In a noisy call center environment, headsets with noise-canceling binaural headphones are the best way to help your employees concentrate on their calls and hear their customers clearly. According to the Call Center Times, noise-canceling headphones can reduce background noise by up to 75 percent.
Noise-canceling microphones are also important in noisy call centers. A noise-canceling microphone acts as a gate that either blocks sound or allows it to pass through. When the employee is speaking, the gate is open and the microphone is on. When the employee isn’t speaking, the gate stays closed and blocks out background noise. This helps the customers to clearly hear the employees without any distracting call center chatter.
Noise-canceling microphones can help lower the general noise level in the office as well. Employees don’t feel the need to raise their voices over background noise, so they speak more softly, which lowers the overall noise level.
Since headsets are used for up to 40 hours a week, normal wear and tear can cause them to break over time.
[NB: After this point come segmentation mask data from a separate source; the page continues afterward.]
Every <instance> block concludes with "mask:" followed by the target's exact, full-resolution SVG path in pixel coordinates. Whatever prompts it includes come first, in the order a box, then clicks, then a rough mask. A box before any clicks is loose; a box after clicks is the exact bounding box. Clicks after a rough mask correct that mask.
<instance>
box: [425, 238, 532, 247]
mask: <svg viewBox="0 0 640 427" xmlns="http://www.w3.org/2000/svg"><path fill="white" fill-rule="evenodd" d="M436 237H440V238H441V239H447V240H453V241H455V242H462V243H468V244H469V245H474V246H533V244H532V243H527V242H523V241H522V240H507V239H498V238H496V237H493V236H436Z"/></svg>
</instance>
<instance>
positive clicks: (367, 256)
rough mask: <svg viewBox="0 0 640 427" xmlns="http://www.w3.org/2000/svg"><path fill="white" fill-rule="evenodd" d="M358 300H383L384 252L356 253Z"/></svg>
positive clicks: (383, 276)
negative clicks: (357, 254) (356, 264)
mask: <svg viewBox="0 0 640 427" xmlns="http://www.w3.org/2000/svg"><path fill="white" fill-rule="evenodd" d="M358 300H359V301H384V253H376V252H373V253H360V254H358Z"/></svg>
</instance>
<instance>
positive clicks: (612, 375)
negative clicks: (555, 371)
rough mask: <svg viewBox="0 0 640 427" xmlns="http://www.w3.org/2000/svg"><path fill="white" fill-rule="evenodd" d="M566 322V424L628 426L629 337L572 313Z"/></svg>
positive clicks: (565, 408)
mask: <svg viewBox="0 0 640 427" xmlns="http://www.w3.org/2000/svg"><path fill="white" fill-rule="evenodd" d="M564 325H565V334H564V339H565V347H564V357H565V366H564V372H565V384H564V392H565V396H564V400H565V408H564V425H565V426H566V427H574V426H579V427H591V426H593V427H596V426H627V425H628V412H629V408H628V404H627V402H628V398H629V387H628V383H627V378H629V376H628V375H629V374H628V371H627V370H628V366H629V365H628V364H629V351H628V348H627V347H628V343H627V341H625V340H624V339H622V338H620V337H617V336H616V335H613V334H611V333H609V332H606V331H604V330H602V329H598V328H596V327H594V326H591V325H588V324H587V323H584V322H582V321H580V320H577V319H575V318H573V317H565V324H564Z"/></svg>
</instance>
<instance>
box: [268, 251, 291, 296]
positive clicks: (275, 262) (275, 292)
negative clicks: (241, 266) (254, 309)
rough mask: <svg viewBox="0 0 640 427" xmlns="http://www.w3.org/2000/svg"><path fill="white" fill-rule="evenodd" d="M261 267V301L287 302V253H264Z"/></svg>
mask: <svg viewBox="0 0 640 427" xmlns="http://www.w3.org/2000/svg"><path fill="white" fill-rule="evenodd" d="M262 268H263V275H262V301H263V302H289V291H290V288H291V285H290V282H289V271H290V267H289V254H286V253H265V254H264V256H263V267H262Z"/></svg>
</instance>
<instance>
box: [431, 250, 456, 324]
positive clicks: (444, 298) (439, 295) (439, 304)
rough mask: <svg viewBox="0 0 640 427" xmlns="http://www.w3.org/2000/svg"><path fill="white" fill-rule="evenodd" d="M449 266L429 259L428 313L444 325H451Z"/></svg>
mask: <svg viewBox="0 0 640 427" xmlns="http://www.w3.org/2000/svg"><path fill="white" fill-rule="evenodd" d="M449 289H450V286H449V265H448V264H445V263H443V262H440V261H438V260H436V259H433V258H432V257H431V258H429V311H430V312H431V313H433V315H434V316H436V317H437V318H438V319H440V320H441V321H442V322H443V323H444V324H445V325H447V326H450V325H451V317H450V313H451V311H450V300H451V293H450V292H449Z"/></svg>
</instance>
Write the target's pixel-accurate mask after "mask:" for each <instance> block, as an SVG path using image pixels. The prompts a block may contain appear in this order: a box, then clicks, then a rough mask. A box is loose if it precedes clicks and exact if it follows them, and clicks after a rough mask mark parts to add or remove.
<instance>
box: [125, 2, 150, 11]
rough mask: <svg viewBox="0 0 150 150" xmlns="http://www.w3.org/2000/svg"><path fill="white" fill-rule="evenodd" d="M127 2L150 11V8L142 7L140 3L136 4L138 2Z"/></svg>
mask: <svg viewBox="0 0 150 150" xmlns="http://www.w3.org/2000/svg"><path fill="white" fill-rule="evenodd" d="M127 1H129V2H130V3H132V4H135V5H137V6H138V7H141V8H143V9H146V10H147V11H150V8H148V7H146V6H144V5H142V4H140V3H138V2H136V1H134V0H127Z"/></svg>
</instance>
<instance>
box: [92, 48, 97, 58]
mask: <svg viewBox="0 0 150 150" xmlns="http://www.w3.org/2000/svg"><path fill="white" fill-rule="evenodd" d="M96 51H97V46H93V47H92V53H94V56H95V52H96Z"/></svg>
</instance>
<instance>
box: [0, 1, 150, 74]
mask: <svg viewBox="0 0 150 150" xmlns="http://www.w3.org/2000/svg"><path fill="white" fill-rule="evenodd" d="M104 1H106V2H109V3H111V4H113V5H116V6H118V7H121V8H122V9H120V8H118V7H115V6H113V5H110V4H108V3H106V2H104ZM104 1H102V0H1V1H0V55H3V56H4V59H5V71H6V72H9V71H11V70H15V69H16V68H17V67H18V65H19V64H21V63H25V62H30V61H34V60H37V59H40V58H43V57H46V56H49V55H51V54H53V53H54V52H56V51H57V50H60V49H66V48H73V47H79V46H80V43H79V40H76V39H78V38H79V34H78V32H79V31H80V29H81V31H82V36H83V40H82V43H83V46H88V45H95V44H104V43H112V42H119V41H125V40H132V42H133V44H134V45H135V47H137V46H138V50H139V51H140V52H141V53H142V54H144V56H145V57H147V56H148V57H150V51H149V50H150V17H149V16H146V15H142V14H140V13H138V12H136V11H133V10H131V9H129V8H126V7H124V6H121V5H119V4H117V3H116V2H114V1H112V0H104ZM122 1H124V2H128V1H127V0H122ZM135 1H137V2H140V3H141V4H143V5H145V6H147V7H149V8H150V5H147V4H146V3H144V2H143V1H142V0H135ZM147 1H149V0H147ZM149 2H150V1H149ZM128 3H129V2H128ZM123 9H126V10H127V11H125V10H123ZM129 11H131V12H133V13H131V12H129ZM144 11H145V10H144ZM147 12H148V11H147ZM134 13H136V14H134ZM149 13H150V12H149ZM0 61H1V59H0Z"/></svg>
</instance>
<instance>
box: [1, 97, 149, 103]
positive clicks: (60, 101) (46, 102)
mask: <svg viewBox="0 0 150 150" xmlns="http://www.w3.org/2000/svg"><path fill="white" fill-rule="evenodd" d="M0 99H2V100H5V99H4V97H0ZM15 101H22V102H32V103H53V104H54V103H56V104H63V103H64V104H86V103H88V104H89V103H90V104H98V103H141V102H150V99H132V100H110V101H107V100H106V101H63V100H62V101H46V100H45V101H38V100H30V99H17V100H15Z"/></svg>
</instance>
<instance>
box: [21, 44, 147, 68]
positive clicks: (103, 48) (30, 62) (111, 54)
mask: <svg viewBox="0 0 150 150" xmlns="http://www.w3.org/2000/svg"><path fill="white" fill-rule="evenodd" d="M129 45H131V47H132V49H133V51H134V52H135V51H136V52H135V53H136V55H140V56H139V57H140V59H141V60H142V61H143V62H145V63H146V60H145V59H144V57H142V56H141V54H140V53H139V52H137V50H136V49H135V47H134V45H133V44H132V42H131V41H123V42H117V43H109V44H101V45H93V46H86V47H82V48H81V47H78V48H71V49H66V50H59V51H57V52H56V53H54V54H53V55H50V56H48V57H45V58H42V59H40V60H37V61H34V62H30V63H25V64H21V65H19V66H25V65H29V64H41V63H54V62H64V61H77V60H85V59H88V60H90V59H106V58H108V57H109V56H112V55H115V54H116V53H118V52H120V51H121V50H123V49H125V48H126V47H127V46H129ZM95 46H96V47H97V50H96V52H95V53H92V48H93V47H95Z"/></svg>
Not only that, but headset accidents are not uncommon. Call center employees have been known to accidentally sit on their headsets, spill drinks on them, and break the cords by forgetting to take them off before walking away. It’s very important to ensure that your headsets are durable and long lasting. Read reviews and use your industry contacts to learn which headsets will last a long time and which ones will break easily.
Even with the most durable headsets, some might still break every once in a while. Make sure you establish a relationship with a headset vendor that will provide you with a good warranty and replacement plan. Most headset warranties last between three and five years. It’s also a good idea to make sure your vendor offers support for your headsets after you buy them.
Headsets come in a variety of styles with many different functions. When shopping for headsets, consider how experienced and tech-savvy your employees are. If they’re very experienced with headsets, they might be able to use more complicated headsets with additional functions. If they’re not experienced, you’ll either need to provide training on headset use or choose a more simple style that’s easy to learn.
It’s clear that choosing the right headsets for your call center is no easy task. Keep these factors in mind while shopping for headsets, and consider getting your employees’ input. This will ensure that your employees are happy, which will make you and your customers happy.